Padahal jika kondisi itu terus dipertahankan, lanjut Said, bisa menjadi ancaman nyata bagi Indonesia Emas 2045. “Jika hari ini kita gagal melindungi anak-anak dari sistem pangan yang tidak aman, maka kita sedang menggagalkan generasi emas Indonesia. Indonesia Emas 2045,” ujarnya.
Said mengingatkan, hal ini bukan hanya soal ekonomi dan teknologi. Tapi soal kualitas manusia. Dan kualitas manusia dimulai dari makanan yang mereka konsumsi setiap hari. “MBG yang tidak aman, tidak adil, dan tidak transparan adalah ancaman langsung terhadap visi besar bangsa,” tegasnya.
Untuk itulah, LPKSM meminta evaluasi bagi penerima manfaat dan dampak sosial ekonomi bagi masyarakat. Selanjutnya kompensasi untuk sekolah yg tidak mendapatkan MBG adalah dengan memberikan edukasi atau meningkatkan literasi anak-anak tentang makanan sehat. “Anak-anak jangan hanya jadi obyek tetapi harus menjadi subyek dengan menjadi agen perubahan di lingkungan teman-temannya,” paparnya.

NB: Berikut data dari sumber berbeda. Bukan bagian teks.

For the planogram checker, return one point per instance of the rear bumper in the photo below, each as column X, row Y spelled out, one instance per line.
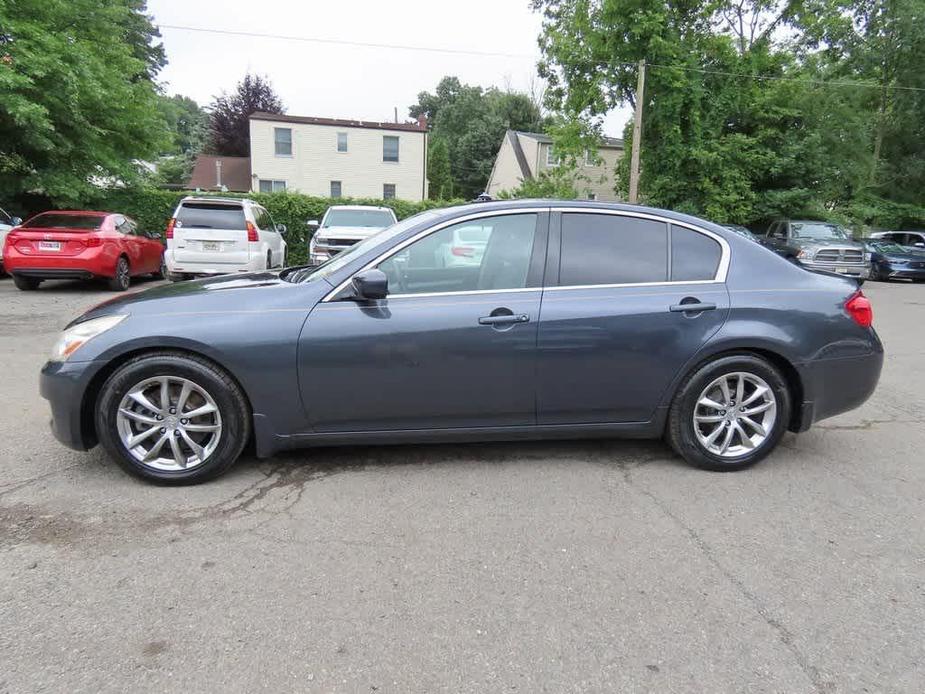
column 834, row 386
column 254, row 263
column 64, row 386
column 94, row 262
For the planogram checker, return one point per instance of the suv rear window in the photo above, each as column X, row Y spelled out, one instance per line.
column 208, row 215
column 65, row 221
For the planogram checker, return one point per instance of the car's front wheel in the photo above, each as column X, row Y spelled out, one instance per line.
column 172, row 418
column 729, row 413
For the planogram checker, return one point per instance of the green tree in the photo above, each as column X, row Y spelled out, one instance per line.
column 187, row 123
column 472, row 121
column 229, row 115
column 78, row 98
column 727, row 134
column 439, row 178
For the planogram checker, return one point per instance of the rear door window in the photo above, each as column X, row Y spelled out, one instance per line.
column 204, row 215
column 694, row 256
column 612, row 249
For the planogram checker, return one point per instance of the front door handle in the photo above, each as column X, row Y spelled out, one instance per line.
column 504, row 319
column 692, row 307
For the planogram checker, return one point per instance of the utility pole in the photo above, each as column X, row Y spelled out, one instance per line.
column 637, row 134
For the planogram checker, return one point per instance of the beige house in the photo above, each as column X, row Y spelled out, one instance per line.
column 335, row 158
column 525, row 155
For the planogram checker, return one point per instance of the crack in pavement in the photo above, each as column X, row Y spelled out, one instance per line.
column 784, row 635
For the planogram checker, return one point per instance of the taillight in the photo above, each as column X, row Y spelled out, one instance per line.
column 859, row 308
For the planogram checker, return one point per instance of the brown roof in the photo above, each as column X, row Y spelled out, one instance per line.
column 420, row 126
column 236, row 173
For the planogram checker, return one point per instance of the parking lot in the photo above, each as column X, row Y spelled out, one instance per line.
column 539, row 567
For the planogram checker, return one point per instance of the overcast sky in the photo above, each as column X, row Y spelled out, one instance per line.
column 339, row 81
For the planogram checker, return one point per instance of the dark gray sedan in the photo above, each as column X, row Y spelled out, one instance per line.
column 580, row 319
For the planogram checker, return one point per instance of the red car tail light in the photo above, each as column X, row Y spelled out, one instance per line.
column 859, row 308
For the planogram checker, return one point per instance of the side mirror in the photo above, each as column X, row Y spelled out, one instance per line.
column 371, row 284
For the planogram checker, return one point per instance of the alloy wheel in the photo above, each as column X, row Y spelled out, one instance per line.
column 735, row 414
column 169, row 423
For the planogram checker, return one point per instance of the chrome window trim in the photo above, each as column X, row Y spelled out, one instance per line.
column 722, row 269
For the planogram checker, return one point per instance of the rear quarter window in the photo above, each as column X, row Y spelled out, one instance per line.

MBG, seharusnya melibatkan LPKSM dalam pengawasan yang bersinergi dengan Dinas terkait agar kacamata Dinas tidak hanya fokus pada tupoksinya saja, tetapi juga melihat ekosistem yang mempengaruhi dan dipengaruhi adanya MBG
“Konsep MBG mestinya dapat mencontoh Jepang dan Korea Selatan, disana MBG dikelola oleh masing-masing sekolah, Dengan dapur khusus yg mengolah makanan, sementara siswanya tinggal bawa wadah dan alat makan sendiri dari rumah. Sistem pengelolaan MBG ada baiknya berbasis komunitas sekolah, sehingga lebih kecil satuannya. Ini meminimalisir makanan basi sebelum dikonsumsi dan pemerataan ekonomi bagi komunitas sekolah,” pintanya.
Untuk itu, LPKSM Jatim mendesak pemerintah untuk segera:
1. Menghentikan sementara distribusi MBG dari SPPG yang tidak transparan dan tidak terverifikasi.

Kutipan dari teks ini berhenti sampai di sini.